Dr Kola Tytler MBBS CertHE MBA MRCGPClinical Lead • iatroX
To determine whether magnetic resonance imaging (MRI) is necessary for a patient with suspected musculoskeletal disorders, consider the following key points:
- Suspected spinal metastases or metastatic spinal cord compression (MSCC): Offer an MRI scan urgently if there is clinical suspicion of MSCC, to be performed as soon as possible and within 24 hours at a local hospital with imaging facilities. For suspected spinal metastases without MSCC suspicion, offer MRI within 1 week to guide treatment options NICE NG234.
- Myeloma suspicion: Offer imaging to all people with a plasma cell disorder suspected to be myeloma, with whole-body MRI considered as first-line imaging NICE NG35.

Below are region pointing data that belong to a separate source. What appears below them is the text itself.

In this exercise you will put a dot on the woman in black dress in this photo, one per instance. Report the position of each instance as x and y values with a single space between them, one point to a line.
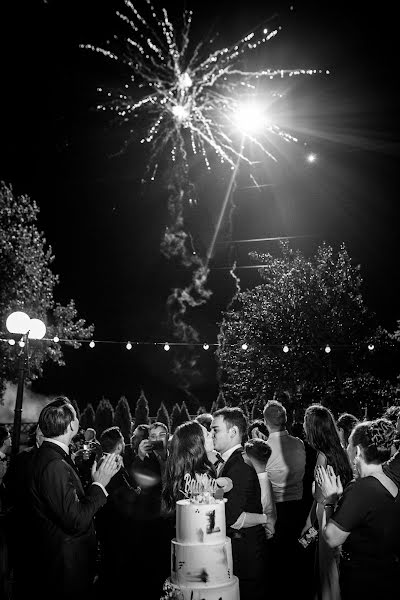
367 520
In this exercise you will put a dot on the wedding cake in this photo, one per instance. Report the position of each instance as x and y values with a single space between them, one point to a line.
201 554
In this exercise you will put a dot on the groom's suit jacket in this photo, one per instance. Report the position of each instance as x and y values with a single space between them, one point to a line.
248 545
62 531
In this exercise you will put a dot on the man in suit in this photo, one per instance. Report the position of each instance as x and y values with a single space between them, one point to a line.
61 533
16 483
249 542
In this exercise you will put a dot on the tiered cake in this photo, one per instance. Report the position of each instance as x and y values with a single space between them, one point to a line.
201 561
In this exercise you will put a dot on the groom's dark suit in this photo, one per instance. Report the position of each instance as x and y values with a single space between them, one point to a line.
62 531
248 545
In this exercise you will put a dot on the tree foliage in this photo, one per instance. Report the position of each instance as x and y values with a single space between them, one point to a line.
163 416
104 416
123 418
305 304
28 283
142 410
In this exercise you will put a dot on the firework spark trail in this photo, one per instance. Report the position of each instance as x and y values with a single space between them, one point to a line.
189 100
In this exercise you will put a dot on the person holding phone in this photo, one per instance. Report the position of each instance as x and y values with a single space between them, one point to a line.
152 529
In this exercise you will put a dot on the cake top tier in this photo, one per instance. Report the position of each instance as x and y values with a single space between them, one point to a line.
200 489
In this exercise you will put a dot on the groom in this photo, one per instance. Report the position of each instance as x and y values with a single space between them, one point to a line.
248 544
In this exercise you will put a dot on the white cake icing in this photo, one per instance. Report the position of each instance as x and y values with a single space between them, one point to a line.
201 554
204 565
200 523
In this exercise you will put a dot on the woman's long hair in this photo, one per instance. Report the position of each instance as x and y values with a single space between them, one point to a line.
323 436
187 454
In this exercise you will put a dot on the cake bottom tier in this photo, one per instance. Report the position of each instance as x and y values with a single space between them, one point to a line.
227 591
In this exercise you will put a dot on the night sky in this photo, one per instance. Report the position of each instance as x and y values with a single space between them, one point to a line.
105 226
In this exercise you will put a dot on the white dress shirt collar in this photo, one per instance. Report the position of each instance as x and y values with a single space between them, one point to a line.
53 441
278 433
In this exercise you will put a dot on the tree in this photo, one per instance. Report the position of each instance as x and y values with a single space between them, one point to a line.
28 283
142 410
175 417
304 304
163 416
221 403
123 418
184 417
256 411
87 417
104 416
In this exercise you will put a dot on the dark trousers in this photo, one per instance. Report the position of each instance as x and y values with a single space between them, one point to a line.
249 551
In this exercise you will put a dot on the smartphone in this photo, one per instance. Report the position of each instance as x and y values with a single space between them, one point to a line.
309 536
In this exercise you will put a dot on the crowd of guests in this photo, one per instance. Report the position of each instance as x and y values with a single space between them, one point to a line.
312 510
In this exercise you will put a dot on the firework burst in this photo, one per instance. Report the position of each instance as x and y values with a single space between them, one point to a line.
194 102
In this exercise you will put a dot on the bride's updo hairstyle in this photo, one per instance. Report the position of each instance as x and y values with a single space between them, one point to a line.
375 438
187 454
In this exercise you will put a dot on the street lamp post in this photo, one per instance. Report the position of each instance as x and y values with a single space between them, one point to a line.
20 323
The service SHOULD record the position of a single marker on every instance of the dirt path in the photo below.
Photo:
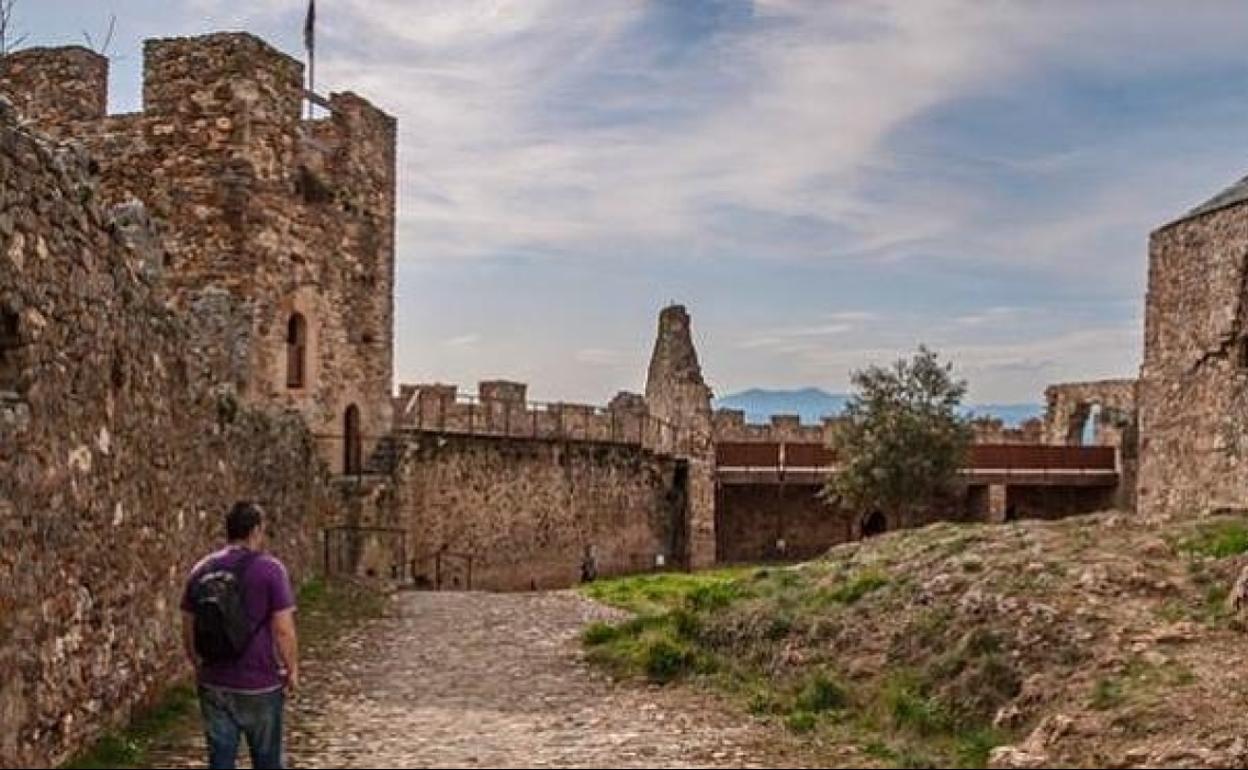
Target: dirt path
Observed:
(488, 680)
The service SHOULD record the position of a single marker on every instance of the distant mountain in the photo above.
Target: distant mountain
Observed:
(814, 403)
(759, 404)
(1011, 414)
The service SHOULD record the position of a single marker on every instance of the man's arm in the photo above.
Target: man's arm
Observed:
(287, 645)
(189, 639)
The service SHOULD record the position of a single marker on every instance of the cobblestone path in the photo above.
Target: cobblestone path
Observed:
(497, 680)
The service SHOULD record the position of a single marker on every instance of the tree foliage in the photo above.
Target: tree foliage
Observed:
(901, 441)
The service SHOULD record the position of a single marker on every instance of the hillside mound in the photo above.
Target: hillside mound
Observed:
(1102, 640)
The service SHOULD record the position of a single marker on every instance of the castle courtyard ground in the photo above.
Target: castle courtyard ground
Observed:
(498, 680)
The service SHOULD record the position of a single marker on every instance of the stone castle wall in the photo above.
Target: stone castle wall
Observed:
(526, 511)
(499, 408)
(776, 523)
(288, 216)
(119, 454)
(730, 426)
(677, 393)
(1193, 387)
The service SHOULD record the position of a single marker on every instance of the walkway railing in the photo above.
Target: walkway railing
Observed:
(985, 459)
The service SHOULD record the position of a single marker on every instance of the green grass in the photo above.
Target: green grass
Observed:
(129, 748)
(859, 587)
(1217, 540)
(650, 594)
(1107, 693)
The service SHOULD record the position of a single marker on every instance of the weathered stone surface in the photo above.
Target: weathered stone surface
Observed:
(119, 453)
(526, 511)
(1193, 387)
(677, 393)
(286, 216)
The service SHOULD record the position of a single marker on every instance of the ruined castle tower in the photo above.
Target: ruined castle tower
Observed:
(677, 393)
(278, 231)
(1193, 387)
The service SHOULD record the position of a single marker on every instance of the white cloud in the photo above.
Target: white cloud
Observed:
(604, 357)
(462, 341)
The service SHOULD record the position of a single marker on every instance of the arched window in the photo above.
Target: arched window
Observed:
(10, 342)
(296, 351)
(352, 442)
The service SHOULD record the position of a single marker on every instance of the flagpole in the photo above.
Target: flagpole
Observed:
(310, 44)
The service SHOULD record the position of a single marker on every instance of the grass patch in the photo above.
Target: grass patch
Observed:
(741, 627)
(821, 694)
(654, 594)
(129, 748)
(854, 589)
(1107, 693)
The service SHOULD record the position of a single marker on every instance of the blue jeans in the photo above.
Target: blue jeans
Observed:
(230, 715)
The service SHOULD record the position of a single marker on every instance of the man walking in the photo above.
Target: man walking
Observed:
(238, 632)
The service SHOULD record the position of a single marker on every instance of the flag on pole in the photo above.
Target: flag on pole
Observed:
(310, 44)
(310, 28)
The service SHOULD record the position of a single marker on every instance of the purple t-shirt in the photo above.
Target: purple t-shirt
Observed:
(267, 590)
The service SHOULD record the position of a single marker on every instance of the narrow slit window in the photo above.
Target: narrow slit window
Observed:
(296, 352)
(10, 347)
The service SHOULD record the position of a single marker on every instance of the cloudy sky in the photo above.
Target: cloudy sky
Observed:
(825, 184)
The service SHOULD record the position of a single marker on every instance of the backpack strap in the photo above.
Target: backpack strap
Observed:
(240, 572)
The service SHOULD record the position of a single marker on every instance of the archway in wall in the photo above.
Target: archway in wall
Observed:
(352, 442)
(1076, 426)
(1092, 426)
(296, 351)
(875, 523)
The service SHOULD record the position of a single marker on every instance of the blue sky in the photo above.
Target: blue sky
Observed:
(824, 184)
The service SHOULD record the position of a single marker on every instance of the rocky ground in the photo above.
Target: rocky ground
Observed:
(1096, 642)
(498, 680)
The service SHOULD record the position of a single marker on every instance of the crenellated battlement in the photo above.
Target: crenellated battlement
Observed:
(56, 87)
(730, 426)
(291, 217)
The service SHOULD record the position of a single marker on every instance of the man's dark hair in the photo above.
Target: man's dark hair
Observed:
(242, 519)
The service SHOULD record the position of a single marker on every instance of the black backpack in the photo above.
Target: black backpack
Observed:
(219, 599)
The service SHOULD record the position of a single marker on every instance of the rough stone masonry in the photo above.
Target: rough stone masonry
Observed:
(195, 306)
(282, 227)
(120, 448)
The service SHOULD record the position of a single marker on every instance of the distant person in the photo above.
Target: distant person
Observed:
(589, 565)
(238, 633)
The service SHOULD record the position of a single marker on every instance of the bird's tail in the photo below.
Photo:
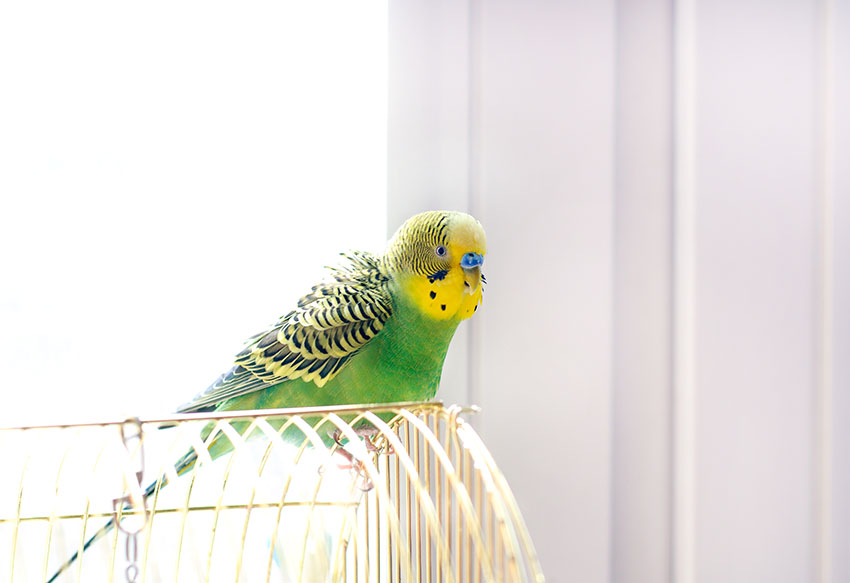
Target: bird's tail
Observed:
(186, 463)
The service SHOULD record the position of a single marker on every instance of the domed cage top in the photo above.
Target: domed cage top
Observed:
(396, 492)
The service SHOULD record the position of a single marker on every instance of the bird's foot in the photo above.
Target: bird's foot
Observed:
(373, 442)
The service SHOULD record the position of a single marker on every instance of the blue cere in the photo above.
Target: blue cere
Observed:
(471, 260)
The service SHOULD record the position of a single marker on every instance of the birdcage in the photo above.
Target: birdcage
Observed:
(399, 492)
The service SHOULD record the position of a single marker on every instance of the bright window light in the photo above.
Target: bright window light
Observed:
(173, 176)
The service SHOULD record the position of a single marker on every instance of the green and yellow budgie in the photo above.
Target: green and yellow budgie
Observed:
(376, 331)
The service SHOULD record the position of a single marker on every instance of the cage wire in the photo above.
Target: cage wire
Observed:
(397, 492)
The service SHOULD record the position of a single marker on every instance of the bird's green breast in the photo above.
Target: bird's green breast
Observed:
(402, 363)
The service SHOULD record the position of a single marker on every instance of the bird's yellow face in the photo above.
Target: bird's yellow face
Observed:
(437, 257)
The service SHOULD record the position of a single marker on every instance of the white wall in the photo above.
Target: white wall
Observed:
(172, 179)
(660, 353)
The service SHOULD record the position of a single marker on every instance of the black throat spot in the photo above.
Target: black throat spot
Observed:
(438, 276)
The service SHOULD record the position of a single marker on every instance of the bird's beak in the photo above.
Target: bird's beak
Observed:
(471, 265)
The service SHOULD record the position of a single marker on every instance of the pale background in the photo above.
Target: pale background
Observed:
(662, 354)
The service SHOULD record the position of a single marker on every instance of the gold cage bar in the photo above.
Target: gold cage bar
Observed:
(414, 495)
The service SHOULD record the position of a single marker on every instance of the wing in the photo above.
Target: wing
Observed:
(313, 342)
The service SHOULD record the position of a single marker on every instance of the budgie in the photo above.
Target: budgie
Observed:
(376, 331)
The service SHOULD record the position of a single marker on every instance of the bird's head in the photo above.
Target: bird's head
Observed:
(436, 257)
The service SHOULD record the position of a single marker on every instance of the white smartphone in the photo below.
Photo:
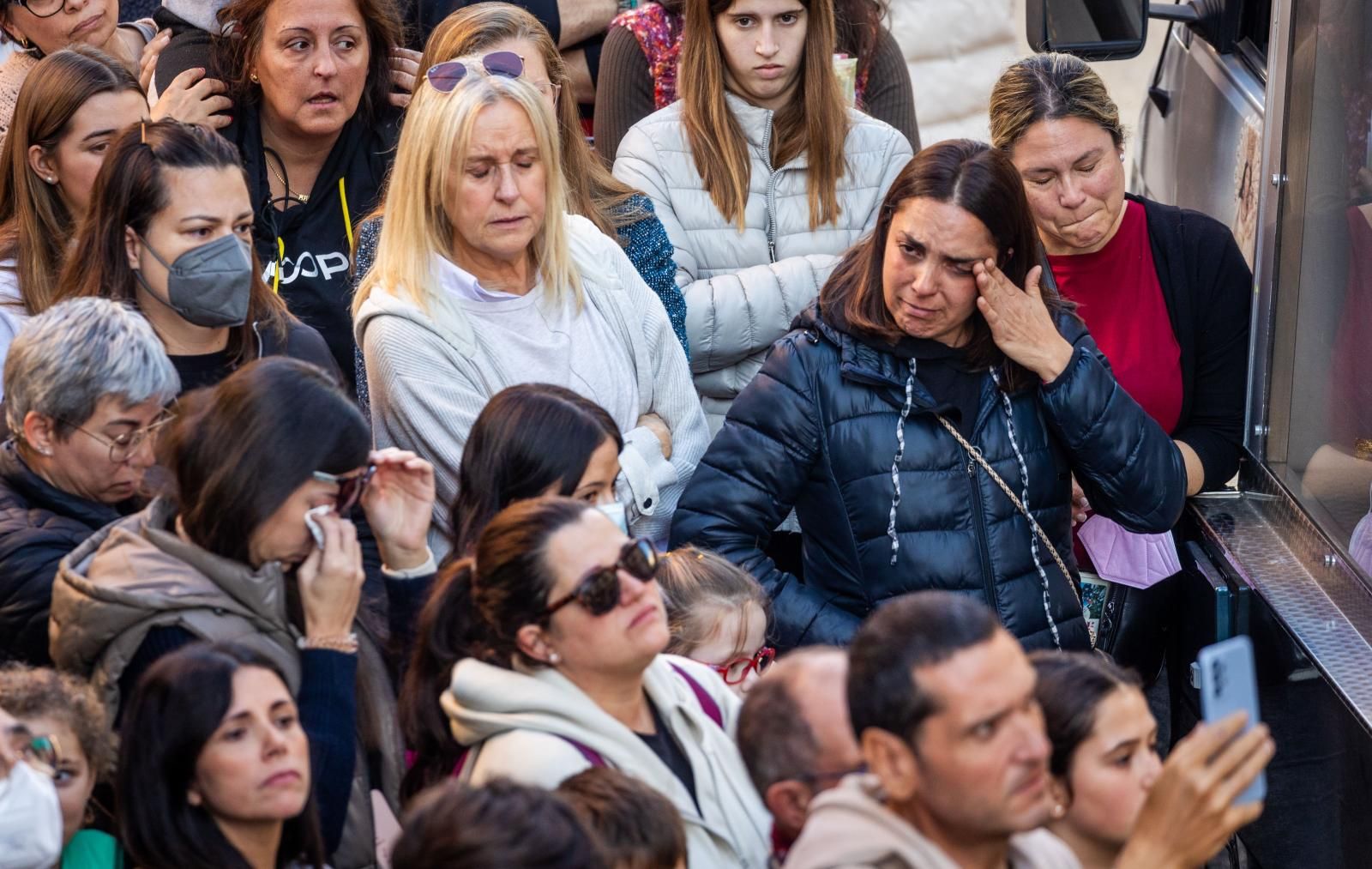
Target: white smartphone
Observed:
(313, 525)
(1230, 684)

- Neurological symptoms suggestive of multiple sclerosis (MS): MRI is part of the diagnostic process combined with history, examination, and laboratory findings, especially when neurological symptoms consistent with MS are present NICE NG220.
- Contraindications and alternatives: If MRI is contraindicated, consider CT scanning for suspected spinal metastases or MSCC NICE NG234.
- Do not use plain X-rays to diagnose or rule out spinal metastases or MSCC as they are not appropriate for this purpose NICE NG234.
In general, MRI is necessary when clinical features suggest serious underlying pathology such as spinal metastases, MSCC, myeloma-related bone disease, or neurological conditions like MS. The decision should be guided by clinical suspicion, urgency of diagnosis, and availability of imaging modalities.